At age 12, he landed an acting role in a play directed by Henri Khayyat. He established a university theatre center staging experimental plays. He collaborated in television stagings with Jean-Claude Boulos, Antoine Remé, Elias Matta and Antoine Machhour.

In 1963, he received a grant from the French Embassy in Lebanon to study acting in Strasbourg, France. In 1965, he was part of the renaissance of Lebanese theatre and in 1966, he was a co-founder of the College of Arts in the Lebanese University, establishing المركز المسرحي الجامعي (C.U.E.D). He was also one of the co-founders of Theatre de Beyrouth (in Arabic مسرح بيروت) in Ain Mreissé, Beirut where he had a great number of plays, as director and actor. His play Majdaloun («مجدلون») about the Palestinian armed presence in South Lebanon was censored and stopped by the Lebanese authorities only after 3 days of its launch.

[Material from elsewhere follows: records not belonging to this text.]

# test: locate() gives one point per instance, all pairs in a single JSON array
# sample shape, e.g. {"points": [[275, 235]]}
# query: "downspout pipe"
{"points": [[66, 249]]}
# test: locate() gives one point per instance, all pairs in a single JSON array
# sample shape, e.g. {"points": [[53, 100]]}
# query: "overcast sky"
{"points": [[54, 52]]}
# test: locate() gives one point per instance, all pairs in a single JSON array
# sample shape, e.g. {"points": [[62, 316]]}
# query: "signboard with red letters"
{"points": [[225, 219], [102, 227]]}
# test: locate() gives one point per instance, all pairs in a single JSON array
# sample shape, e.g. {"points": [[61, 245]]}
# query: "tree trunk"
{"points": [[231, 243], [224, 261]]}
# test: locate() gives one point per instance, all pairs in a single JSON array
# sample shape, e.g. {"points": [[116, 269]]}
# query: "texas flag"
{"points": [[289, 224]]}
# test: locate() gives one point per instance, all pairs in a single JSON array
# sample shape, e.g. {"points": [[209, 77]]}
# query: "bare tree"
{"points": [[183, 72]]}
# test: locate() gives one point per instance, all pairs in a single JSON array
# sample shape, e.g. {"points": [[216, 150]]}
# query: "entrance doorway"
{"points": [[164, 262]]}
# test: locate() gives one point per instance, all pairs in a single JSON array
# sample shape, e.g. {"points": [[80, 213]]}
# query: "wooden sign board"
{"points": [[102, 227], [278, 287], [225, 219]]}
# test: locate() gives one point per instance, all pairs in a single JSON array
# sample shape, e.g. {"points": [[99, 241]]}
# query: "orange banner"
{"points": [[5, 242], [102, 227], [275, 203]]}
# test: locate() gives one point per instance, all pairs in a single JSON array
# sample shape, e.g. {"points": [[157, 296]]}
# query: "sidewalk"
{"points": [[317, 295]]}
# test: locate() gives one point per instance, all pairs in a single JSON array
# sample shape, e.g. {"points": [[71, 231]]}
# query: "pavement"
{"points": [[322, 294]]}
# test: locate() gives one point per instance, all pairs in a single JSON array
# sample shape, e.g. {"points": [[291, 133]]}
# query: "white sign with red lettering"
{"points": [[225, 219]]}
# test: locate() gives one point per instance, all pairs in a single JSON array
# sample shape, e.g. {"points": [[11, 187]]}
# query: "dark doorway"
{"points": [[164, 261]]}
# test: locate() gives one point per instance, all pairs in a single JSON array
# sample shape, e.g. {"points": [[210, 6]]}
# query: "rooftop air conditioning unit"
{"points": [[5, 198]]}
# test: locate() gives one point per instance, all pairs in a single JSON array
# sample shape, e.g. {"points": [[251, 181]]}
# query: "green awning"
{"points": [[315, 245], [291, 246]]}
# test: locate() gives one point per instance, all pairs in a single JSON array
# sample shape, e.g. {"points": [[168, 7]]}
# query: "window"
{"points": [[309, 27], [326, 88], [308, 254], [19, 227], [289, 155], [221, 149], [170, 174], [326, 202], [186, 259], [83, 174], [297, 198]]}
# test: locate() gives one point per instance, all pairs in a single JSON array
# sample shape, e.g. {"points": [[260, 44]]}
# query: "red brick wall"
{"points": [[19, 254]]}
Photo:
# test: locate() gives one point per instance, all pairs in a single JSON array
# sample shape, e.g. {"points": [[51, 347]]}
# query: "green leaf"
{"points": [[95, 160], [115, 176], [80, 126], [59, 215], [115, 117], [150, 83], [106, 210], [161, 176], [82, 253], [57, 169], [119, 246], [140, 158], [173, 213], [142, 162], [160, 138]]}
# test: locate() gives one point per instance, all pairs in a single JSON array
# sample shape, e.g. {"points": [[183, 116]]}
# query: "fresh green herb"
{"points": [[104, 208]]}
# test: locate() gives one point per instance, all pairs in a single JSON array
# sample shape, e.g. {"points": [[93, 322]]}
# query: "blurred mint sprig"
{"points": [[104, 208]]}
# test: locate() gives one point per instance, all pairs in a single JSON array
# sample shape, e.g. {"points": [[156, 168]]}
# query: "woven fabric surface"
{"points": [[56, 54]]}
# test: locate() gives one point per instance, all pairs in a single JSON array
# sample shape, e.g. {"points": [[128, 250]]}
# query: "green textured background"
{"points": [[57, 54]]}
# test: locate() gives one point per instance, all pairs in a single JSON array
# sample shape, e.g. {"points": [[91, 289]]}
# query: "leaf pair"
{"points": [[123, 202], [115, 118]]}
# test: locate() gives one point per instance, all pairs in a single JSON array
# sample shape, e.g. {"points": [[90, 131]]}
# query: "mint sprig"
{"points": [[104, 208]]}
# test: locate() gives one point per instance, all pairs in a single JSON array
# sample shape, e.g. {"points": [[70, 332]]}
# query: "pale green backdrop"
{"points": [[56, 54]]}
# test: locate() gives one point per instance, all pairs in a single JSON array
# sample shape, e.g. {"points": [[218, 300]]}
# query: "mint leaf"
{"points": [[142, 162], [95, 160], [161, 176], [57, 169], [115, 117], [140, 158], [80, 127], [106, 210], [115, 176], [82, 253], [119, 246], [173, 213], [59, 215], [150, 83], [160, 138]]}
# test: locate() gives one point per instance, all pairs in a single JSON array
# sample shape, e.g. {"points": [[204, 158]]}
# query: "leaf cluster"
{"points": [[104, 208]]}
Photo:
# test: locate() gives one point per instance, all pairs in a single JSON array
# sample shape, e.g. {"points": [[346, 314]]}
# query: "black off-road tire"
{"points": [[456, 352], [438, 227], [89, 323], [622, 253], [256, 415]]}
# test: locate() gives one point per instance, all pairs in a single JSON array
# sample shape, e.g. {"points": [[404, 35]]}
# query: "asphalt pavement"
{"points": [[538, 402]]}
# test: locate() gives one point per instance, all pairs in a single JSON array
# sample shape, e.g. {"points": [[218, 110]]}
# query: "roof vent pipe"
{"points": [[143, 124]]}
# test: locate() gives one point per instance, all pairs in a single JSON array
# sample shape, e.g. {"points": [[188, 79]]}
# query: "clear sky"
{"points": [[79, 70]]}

He participated in plays with Gabriel Boustani, Jalal Khoury, Chakib Khoury, Yacoub Chedraoui, Hassan Alaa Eddin (known as Chouchou), the Rahbani Brothers (notably in Ayam Fakhreddine—أيام فخر الدين) and with Mounir Abou Debs. In 1968 he co-founded with Nidal al Achkar Muhtaraf Beirut lil Masrah (in Arabic محترف بيروت للمسرح). In 1979, he established his own hakawati house and in 2005, Duwwar el Chams Center (in Arabic دوار الشمس) for encouraging youth to be involved in theatre.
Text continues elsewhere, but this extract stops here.